Rencontre avec Christian Marclay: les partitions graphiques...aux sons "trouvés".Un instigateur des sons incongus.

 


Conférence

Un temps d’échange avec le musicien, compositeur et artiste plasticien Christian Marclay qui crée notamment, depuis les années 1990, des « partitions graphiques » défiant les conventions de la composition musicale traditionnelle. Rencontre d'exception avec un "instigateur" et non un "compositeur. Marclay se réclame modestement d'être un expert en trouvailles sonores, fruits de recherches, de découvertes et de rencontres avec les objets. Ne sachant ni lire ni écrire la musique, le voici libre de composer à son gré de l'impromptu, du burlesque, de l'humour des notes. La musique possède un statu d'objet d'où l'on peut transformer, transposer les sonorités. Avec du "rien", sur place, in situ! La musique reste "concrète" physique et instrumentale. Sans amplification, tactile, perceptible, banale, triviale. Transformer des sons en notes, voici le pari réussi mais pas gagné pour les musiciens interprètes de sa dernière oeuvre jouée à MUSICA. Du plaisir avant tout dans l’exécution de cette pièce sans pièges. Le triangle chef, auteur et interprète reste essentiel dans le bonheur du compagnonnage. Les coutures, les superpositions de "Constellation" sont proches de ses collages, assemblages fortuits, spontanés avec pour une fois une partition "écrite". Toujours "en mouvement" ce créateur iconoclaste est en quête de métaphysique. La Physicalité brève et éphémère des objets le hante, le préoccupe et l'inspire toujours.Les disques, sillons et autres modes de reproduction figent le son, l'informatique sur ordinateur est sans présence tangible. Une pochette de disque est manipulable: l'image et le son le deviennent, palpables, concrets. On commercialise la musique trop souvent! La musique est sociale, éphémère, vivante.Et ça fait "crac, boom, hu"!

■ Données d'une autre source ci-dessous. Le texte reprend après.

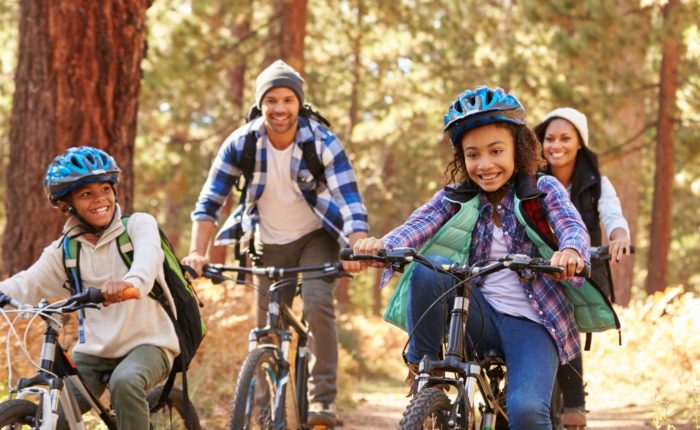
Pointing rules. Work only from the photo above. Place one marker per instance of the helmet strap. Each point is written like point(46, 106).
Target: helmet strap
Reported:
point(497, 195)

Le souvenir unique d'une représentation comme celle à ST Paul est remarquable, singulière. Un souvenir différent pour chaque auditeur à l'écoute du présent. Pas de reprise ni de répétition possible dans une performance. Le "live" est aléatoire et riche de tension: c'est un événement qui va vers la désacralisation de l'instrument qu'on ne saurait pas jouer par ignorance. Son oeuvre est inclassable et les onomatopées de ses partitions faites de bulles de BD font figure de légende. Entre images et mots, la narration devient rythme et musique selon celui qui s'en empare. Le "Grand Verre" de Marcel Duchamp comme emblème de sa créativité, archéologie du futur musical accessible à tous ceux qui voudraient bien s'avouer et se reconnaitre à travers sa démarche généreuse, ouverte à tous les possibles.Une belle conversation entre l'artiste, Stéphane Roth introduite par l'enthousiasme de Anna Millers complice de l'exposition "mode d'emploi". Suivez les guides!